Triesman told a British parliamentary inquiry that four members of FIFA's executive committee asked for favours in exchange for their votes during the 2018 World Cup bidding process.
The Sunday Times reported, citing a whistleblower, that two other members of the committee took bribes for their votes from Qatar's successful 2022 bid campaign.
"But without evidence, we can do nothing else than to blame those who put out such allegations into the world. Then our ethics committee must immediately act," Blatter told Kyodo.
FIFA has been beset by allegations of corruption in the run-up to its June 1 leadership election, when Asian Football Confederation president Mohamed Bin Hammam will challenge Blatter, who is seeking a fourth and final four-year term.
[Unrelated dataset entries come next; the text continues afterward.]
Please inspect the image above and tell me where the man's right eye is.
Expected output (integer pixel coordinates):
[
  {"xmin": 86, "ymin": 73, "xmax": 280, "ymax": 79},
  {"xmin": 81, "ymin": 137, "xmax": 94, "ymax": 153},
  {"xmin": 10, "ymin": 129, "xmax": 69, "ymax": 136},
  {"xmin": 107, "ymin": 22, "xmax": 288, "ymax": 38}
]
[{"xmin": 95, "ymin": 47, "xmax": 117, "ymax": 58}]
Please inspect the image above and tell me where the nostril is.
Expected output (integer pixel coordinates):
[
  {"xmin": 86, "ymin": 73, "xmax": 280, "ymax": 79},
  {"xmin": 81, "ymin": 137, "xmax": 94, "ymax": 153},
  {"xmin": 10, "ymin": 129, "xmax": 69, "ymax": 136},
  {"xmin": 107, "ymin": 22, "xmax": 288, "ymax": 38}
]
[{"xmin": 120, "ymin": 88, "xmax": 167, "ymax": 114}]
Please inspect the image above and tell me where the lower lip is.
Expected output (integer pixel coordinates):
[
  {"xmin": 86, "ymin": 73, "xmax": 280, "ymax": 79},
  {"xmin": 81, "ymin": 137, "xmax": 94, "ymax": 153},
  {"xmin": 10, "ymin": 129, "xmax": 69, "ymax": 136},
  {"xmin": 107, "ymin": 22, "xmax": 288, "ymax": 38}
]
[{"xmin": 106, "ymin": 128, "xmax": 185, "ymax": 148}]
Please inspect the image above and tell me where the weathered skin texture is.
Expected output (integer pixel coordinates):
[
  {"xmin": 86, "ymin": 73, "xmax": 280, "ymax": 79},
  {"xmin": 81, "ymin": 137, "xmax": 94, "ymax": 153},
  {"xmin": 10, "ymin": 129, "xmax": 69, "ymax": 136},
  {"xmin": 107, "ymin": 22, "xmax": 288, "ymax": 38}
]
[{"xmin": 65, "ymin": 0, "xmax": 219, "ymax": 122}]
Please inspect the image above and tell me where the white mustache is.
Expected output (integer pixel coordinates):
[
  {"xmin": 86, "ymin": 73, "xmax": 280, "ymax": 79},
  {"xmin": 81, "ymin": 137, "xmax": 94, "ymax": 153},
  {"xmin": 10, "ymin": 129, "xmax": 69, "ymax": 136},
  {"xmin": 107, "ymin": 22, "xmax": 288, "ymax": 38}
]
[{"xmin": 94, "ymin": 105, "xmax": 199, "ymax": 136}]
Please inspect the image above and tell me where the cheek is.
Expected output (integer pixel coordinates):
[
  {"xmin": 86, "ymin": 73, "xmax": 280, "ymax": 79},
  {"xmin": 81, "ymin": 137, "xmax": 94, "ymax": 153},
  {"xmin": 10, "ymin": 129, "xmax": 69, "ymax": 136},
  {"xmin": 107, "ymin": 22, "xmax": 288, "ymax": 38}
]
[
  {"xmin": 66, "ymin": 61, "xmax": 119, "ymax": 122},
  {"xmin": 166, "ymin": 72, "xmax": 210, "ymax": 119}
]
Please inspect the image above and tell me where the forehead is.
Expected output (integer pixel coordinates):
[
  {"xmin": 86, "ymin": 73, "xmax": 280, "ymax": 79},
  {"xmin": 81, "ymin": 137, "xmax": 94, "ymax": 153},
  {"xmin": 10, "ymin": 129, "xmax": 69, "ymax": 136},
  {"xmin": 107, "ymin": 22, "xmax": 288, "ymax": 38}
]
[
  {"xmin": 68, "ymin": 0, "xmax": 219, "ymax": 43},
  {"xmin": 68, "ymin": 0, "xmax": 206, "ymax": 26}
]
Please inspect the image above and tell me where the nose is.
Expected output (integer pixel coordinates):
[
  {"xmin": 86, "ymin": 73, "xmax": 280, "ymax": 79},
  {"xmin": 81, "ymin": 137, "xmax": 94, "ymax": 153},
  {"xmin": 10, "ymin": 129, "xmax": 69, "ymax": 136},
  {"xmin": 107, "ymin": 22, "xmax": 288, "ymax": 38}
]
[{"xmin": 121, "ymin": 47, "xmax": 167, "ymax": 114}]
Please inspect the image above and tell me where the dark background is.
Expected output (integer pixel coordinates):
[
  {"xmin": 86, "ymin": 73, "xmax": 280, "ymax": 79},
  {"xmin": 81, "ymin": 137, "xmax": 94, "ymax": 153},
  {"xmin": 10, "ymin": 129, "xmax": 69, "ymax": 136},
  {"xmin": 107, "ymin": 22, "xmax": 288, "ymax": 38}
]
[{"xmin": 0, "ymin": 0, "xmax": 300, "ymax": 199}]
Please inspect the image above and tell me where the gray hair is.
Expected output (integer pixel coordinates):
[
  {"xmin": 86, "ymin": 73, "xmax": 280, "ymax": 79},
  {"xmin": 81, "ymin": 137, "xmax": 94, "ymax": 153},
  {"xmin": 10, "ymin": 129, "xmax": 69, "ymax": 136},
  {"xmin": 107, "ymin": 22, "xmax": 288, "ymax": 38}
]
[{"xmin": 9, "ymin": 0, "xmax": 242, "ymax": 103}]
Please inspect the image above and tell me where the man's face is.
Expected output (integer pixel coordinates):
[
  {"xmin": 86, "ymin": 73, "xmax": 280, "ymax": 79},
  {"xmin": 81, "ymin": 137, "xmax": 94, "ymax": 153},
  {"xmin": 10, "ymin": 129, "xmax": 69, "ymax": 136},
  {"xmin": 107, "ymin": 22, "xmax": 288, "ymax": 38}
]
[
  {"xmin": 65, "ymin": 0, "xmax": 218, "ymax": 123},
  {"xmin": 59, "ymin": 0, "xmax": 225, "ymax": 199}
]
Blatter was visiting Tokyo to express support for Japan's plans to host the 2011 Club World Cup as scheduled despite the devastation of the March 11 quake-tsunami disaster and the ensuing nuclear emergency.
After meeting with Prime Minister Naoto Kan and Japan Football Association leaders, Blatter told a news conference that the "whistleblower" of the Sunday Times report had been invited to the FIFA headquarters in Zurich on Wednesday to present any evidence.
"This case must be settled" before the FIFA congress convenes in Zurich at the end of this month, he said.
Blatter said at the congress he would propose "zero tolerance" of wrongdoing on the field and off.
The FIFA chief said he also had an idea to set up a "kind of commission of wisdom with great names, not only in football but also in our society, to reinstall more credibility in our game, and to set more or better communication toward the media."
On Sunday, British public broadcaster the BBC aired a report claiming FIFA was trying to block the release of a document that reveals the identity of two officials forced to repay bribes.
The settlement relates to alleged bribes paid to senior FIFA officials in the 1990s by sports marketing company International Sports and Leisure (ISL), the BBC reported.
Blatter said the case had been settled by a Swiss court which concluded there was "no wrongdoing" on the part of any FIFA officials or employees.
At that time, the money paid to the officials was considered as "commissions" in Swiss law but it is "bribery" now, he said. "This has been clarified and nobody has been accused."